E, afirmando que “o SNS foi uma grande reforma da democracia portuguesa” e um grande fator de coesão nacional, “a mais querida das reformas da democracia portuguesa e hoje, felizmente, reúne um largo consenso político”, diz:
“É uma coisa muito querida dos portugueses e não se pode prescindir do SNS, tem sido um fator de justiça e coesão social. Que seria este país que vive tão mal e tem tantos pobres se não tivesse um SNS? Seria muito pior e mais injusto. Desejo que o SNS se mantenha cada vez melhor, mais aperfeiçoado com as reformas necessárias e que satisfaça as necessidades de todos os portugueses.”.

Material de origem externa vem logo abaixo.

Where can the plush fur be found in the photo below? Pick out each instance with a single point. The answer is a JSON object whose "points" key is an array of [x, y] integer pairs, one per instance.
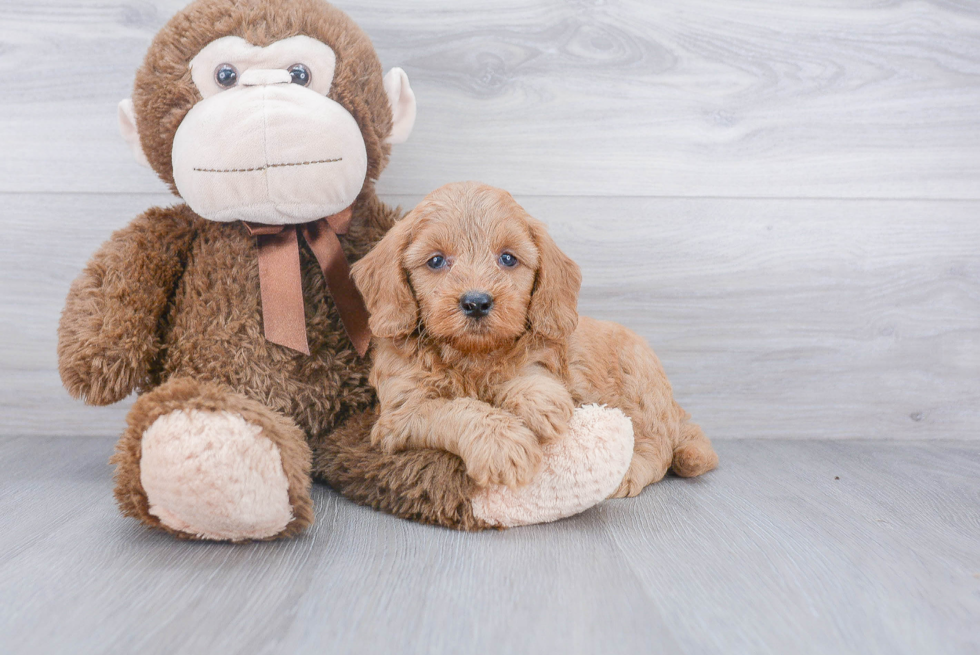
{"points": [[493, 389], [598, 437], [215, 475], [170, 306]]}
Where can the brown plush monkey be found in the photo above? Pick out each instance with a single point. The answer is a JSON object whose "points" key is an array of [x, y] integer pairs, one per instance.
{"points": [[273, 112]]}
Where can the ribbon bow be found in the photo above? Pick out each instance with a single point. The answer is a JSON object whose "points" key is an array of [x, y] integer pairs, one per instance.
{"points": [[281, 285]]}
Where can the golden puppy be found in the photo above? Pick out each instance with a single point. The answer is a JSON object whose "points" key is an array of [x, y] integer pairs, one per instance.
{"points": [[480, 351]]}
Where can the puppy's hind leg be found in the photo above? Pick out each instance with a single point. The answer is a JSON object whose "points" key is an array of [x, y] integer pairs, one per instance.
{"points": [[693, 454]]}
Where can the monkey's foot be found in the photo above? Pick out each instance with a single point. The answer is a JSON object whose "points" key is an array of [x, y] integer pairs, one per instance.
{"points": [[579, 470], [213, 475]]}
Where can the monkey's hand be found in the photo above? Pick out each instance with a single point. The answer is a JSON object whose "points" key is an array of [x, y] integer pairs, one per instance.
{"points": [[109, 334]]}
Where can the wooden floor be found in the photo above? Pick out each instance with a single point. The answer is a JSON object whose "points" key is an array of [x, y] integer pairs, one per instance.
{"points": [[781, 197], [791, 547]]}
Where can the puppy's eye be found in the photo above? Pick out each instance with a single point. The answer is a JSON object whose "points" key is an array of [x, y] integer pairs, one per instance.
{"points": [[300, 74], [226, 75], [507, 260]]}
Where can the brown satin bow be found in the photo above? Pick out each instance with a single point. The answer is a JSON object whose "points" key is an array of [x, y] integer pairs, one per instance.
{"points": [[281, 285]]}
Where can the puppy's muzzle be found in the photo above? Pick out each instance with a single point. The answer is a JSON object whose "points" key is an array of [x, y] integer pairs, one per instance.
{"points": [[476, 304]]}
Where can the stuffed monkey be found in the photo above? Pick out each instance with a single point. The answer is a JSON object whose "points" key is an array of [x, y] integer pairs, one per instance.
{"points": [[233, 315]]}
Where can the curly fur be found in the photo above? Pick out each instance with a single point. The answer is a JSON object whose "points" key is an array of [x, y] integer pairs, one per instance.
{"points": [[170, 305], [493, 389]]}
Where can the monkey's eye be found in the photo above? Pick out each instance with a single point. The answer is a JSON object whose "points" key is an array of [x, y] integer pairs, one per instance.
{"points": [[226, 75], [436, 262], [507, 260], [300, 74]]}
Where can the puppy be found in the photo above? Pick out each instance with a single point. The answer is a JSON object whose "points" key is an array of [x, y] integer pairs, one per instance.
{"points": [[479, 348]]}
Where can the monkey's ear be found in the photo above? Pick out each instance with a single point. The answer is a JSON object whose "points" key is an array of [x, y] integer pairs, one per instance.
{"points": [[553, 311], [383, 283], [127, 125], [401, 98]]}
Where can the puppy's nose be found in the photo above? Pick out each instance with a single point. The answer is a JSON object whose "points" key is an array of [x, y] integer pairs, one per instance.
{"points": [[476, 304]]}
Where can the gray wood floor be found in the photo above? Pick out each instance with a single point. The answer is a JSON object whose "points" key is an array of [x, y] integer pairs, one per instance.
{"points": [[781, 197], [790, 547]]}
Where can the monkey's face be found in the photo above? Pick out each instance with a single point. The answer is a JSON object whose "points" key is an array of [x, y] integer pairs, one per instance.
{"points": [[271, 111], [266, 144]]}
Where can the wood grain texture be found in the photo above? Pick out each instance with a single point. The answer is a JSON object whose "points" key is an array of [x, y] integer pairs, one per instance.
{"points": [[773, 318], [772, 553], [822, 98]]}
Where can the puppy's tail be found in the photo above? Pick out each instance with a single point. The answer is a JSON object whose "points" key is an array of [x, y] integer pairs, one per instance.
{"points": [[693, 454]]}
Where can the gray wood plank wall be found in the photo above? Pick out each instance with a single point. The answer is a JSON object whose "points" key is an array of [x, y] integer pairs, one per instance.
{"points": [[782, 197]]}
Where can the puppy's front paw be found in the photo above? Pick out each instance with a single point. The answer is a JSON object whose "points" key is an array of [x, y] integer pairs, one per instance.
{"points": [[508, 455], [550, 421], [546, 415]]}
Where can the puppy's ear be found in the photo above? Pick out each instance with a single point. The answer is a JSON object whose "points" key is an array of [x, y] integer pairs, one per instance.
{"points": [[553, 311], [384, 283]]}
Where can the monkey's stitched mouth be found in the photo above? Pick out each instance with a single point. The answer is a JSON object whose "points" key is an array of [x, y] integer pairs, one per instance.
{"points": [[267, 166]]}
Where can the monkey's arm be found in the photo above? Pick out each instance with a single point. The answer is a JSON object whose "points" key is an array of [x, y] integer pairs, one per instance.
{"points": [[109, 333], [539, 399]]}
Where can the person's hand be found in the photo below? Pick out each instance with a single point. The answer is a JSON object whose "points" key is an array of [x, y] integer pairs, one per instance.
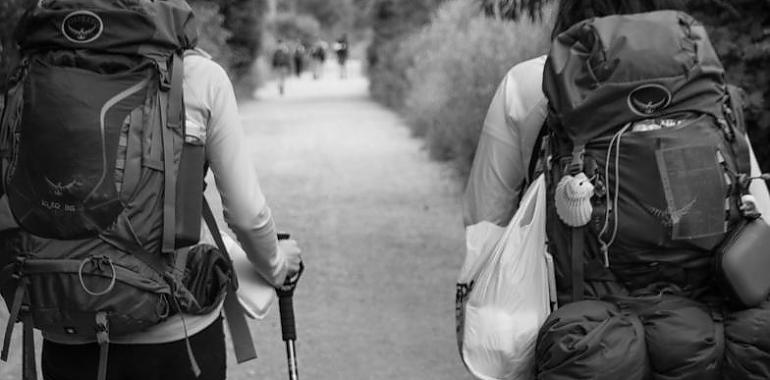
{"points": [[290, 250]]}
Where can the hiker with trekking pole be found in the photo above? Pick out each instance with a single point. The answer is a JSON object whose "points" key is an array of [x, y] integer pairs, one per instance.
{"points": [[103, 204], [630, 148]]}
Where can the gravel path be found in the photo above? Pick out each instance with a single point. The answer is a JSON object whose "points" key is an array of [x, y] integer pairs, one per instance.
{"points": [[380, 227]]}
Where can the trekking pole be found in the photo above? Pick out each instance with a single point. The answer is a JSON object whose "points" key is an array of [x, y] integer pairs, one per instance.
{"points": [[286, 308]]}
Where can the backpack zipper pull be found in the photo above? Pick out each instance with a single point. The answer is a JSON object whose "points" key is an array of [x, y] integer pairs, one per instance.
{"points": [[103, 339]]}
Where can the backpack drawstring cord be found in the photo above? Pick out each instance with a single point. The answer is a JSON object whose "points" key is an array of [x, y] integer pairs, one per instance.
{"points": [[611, 207]]}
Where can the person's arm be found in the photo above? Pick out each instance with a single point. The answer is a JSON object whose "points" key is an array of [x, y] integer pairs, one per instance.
{"points": [[513, 120], [245, 208]]}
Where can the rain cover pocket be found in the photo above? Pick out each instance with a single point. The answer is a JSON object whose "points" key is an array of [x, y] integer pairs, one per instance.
{"points": [[695, 190]]}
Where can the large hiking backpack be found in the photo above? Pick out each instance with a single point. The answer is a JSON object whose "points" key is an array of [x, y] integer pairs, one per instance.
{"points": [[97, 172], [647, 155]]}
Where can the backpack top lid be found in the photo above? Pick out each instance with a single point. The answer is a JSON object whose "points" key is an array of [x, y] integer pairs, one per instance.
{"points": [[605, 72], [151, 28]]}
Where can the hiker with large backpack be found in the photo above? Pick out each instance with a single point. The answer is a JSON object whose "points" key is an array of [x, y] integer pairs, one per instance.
{"points": [[649, 177], [106, 135]]}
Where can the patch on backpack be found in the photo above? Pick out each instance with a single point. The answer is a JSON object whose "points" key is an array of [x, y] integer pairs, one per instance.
{"points": [[82, 27], [649, 99]]}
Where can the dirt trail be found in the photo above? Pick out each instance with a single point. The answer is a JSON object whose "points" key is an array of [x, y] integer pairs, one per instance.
{"points": [[380, 227]]}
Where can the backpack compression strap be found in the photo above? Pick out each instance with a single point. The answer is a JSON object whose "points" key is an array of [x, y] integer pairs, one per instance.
{"points": [[243, 344], [173, 117]]}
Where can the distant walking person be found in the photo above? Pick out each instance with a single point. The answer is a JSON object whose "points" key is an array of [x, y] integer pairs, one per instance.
{"points": [[281, 64], [341, 48], [318, 57], [299, 59]]}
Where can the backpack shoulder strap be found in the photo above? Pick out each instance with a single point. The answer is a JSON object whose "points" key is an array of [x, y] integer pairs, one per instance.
{"points": [[172, 127], [737, 122]]}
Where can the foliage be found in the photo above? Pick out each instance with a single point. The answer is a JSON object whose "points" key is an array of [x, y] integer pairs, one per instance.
{"points": [[10, 12], [740, 32], [458, 63], [244, 19], [513, 9], [392, 21], [293, 27], [212, 36]]}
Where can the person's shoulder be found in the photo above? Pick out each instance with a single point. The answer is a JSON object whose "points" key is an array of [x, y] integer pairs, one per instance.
{"points": [[200, 66], [527, 69]]}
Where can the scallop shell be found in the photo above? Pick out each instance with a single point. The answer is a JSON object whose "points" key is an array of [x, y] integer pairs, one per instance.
{"points": [[573, 200]]}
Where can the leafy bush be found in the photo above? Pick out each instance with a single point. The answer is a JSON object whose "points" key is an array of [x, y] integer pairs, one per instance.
{"points": [[459, 61], [392, 21], [212, 36], [740, 32]]}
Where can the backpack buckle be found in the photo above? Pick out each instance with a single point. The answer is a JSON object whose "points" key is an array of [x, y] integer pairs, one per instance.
{"points": [[164, 78]]}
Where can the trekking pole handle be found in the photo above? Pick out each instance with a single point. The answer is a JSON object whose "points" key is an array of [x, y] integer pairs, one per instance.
{"points": [[286, 301]]}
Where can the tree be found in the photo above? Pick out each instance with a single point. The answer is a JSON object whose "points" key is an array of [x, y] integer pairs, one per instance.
{"points": [[740, 32], [10, 12], [392, 21], [244, 19]]}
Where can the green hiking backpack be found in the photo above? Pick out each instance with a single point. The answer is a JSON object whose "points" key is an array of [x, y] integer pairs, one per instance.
{"points": [[97, 171], [647, 155]]}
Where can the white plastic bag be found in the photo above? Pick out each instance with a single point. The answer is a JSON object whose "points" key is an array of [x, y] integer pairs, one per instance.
{"points": [[255, 294], [509, 294]]}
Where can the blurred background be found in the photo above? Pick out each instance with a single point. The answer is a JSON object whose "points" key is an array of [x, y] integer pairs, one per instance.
{"points": [[436, 62]]}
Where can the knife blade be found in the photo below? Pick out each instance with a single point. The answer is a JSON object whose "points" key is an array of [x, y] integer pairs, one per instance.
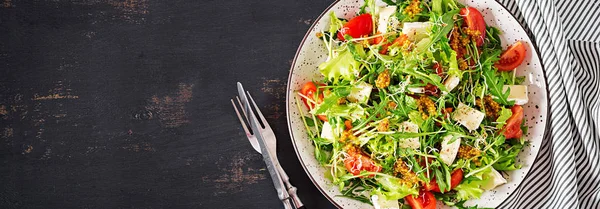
{"points": [[265, 151]]}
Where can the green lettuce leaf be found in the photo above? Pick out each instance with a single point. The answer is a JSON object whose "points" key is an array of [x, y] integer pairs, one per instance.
{"points": [[393, 189], [342, 67]]}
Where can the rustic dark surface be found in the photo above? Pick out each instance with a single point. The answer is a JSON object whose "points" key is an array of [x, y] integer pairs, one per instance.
{"points": [[125, 103]]}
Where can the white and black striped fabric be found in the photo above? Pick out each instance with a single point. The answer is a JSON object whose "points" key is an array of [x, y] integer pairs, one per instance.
{"points": [[567, 171]]}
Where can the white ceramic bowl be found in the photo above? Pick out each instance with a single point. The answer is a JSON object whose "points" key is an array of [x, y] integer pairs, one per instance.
{"points": [[312, 52]]}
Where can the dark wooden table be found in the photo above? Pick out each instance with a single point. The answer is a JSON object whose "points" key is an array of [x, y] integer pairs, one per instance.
{"points": [[125, 103]]}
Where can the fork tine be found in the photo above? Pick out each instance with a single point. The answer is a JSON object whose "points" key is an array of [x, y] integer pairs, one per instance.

E deixa um forte apelo aos partidos e aos profissionais de saúde, reforçado pela sua experiência de vida pessoal:
“Fazia um apelo para que os partidos não façam do SNS um motivo de luta partidária, justamente porque é um fator de coesão de unidade nacional, de progresso, de liberdade e de dignidade. E fazia um apelo a todos os profissionais de saúde – médicos, enfermeiros, técnicos e assistentes profissionais – e dirijo-lhes uma palavra de agradecimento e esperança. Agradecimento pelo que têm feito, pela sustentabilidade e qualidade do SNS, de que eu próprio sou testemunha. Estou vivo graças ao SNS. E de esperança, estou convencido de que, em breve, teremos uma nova lei de bases que prevê carreiras profissionais dignas, com garantia de estabilidade, formação permanente, progressão e remuneração adequada. Estou pessoalmente empenhado nesse objetivo e a trabalhar nisso.”.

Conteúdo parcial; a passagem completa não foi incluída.